Welcome to the Python activities for this week! These activities have been designed to test and enhance your programming skills. In each challenge, you'll work on specific tasks, developing appropriate code structures.

The objective of this exercise is to explore the new syntax and functions related to the matplotlib library that you learned throughout this week's track and to practice these concepts in real-world scenarios.

# Importing the Libraries



In [None]:
import pandas as pd
import numpy as np
import matplotlib.pyplot as plt

# Activity 1. Analyzing Climate Data - Temperature and Precipitation Patterns

Welcome to a hands-on journey into climate data analysis! In this activity, we'll use Matplotlib to investigate temperature and precipitation patterns. You'll learn how to visualize and interpret climate data, gaining valuable insights into our planet's climate. Let's dive in and discover what the data reveals about temperature and precipitation trends.

<br>

First, write a code that allows you to access the information contained in the csv file in the form of a pandas dataframe.

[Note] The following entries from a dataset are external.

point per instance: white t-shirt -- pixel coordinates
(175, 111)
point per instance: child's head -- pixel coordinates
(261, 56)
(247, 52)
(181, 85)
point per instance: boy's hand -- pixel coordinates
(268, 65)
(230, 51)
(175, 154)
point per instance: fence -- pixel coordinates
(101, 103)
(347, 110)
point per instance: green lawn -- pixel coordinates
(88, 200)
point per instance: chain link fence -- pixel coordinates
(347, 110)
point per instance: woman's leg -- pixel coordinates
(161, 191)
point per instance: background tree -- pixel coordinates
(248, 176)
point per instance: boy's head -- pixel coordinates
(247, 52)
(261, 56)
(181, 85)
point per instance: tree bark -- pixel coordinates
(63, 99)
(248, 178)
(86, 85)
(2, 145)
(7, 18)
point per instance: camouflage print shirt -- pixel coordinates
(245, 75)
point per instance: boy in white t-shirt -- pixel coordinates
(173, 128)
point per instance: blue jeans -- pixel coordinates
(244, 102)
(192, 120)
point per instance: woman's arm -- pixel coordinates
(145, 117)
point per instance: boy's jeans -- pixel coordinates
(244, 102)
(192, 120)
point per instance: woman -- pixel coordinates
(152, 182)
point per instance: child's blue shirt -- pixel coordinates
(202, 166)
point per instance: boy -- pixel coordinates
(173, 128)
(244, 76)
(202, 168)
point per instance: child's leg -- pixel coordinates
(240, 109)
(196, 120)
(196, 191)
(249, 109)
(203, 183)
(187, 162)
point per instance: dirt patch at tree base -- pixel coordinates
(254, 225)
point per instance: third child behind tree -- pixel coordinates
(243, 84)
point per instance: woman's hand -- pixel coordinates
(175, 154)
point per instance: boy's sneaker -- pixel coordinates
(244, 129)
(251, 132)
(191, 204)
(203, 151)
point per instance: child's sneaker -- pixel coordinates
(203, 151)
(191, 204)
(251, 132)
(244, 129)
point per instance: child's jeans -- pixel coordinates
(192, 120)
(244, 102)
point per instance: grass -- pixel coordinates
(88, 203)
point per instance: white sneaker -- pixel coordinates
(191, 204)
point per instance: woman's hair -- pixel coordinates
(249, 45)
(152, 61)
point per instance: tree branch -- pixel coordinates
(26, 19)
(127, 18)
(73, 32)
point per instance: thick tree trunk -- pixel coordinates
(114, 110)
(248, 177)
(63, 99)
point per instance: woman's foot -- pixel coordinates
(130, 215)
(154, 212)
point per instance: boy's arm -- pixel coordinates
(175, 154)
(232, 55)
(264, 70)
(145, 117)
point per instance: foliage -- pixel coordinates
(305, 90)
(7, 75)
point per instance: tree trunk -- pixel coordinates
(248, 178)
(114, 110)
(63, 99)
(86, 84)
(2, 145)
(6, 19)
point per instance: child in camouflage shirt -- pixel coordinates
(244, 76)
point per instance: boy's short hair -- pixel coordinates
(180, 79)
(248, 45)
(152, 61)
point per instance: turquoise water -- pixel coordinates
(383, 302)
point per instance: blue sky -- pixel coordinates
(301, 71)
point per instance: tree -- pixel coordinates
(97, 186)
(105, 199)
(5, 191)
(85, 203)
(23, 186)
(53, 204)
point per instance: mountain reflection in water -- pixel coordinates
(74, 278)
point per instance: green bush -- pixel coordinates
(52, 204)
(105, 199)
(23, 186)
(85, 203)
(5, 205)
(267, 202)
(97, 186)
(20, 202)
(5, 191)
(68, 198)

Remember that each time you exit the collab you must upload the csv file again.



```
df = pd.read_csv("File_name")
```



In [None]:
  df = pd.read_csv('https://raw.githubusercontent.com/nicoleenos/IDA-Pilot-23/main/Activities%20Week%2011/Prec_data.csv')

  df.head()

Unnamed: 0,Date,Avg_Temperature_C,Total_Precipitation_mm
0,2022-01-01,3.5,10.2
1,2022-01-02,4.2,8.7
2,2022-01-03,5.1,5.5
3,2022-01-04,6.2,3.0
4,2022-01-05,7.3,2.8


To get a better insight into how data visualization tools operate, we will work with the most common chart types that belong to the Matplotlib library:

## Task A: Line Graph

 Make a line graph in which you can visualize how the average temperature and total precipitation values change over time. To do this, take only the data for the month of January.

 [Documentation for Line Graph](https://matplotlib.org/stable/api/_as_gen/matplotlib.pyplot.plot.html)

 <br>

 Feel free to use the structure below to organize your code but it is not necessary. You can delete it and do it as you feel more comfortable.

In [None]:
jan = df.iloc[0:31]
jan

Unnamed: 0,Date,Avg_Temperature_C,Total_Precipitation_mm
0,2022-01-01,3.5,10.2
1,2022-01-02,4.2,8.7
2,2022-01-03,5.1,5.5
3,2022-01-04,6.2,3.0
4,2022-01-05,7.3,2.8
5,2022-01-06,8.2,1.9
6,2022-01-07,8.9,0.7
7,2022-01-08,9.7,0.0
8,2022-01-09,9.8,0.0
9,2022-01-10,10.5,0.0


In [None]:
# Extract data for the month of January
jan = df.iloc[0:31]
# Convert the 'Date' column to datetime format
df['Date'] = pd.to_datetime(df['Date'])

# Filter data to only include records from January
df_january = df[df['Date'].dt.month == 1]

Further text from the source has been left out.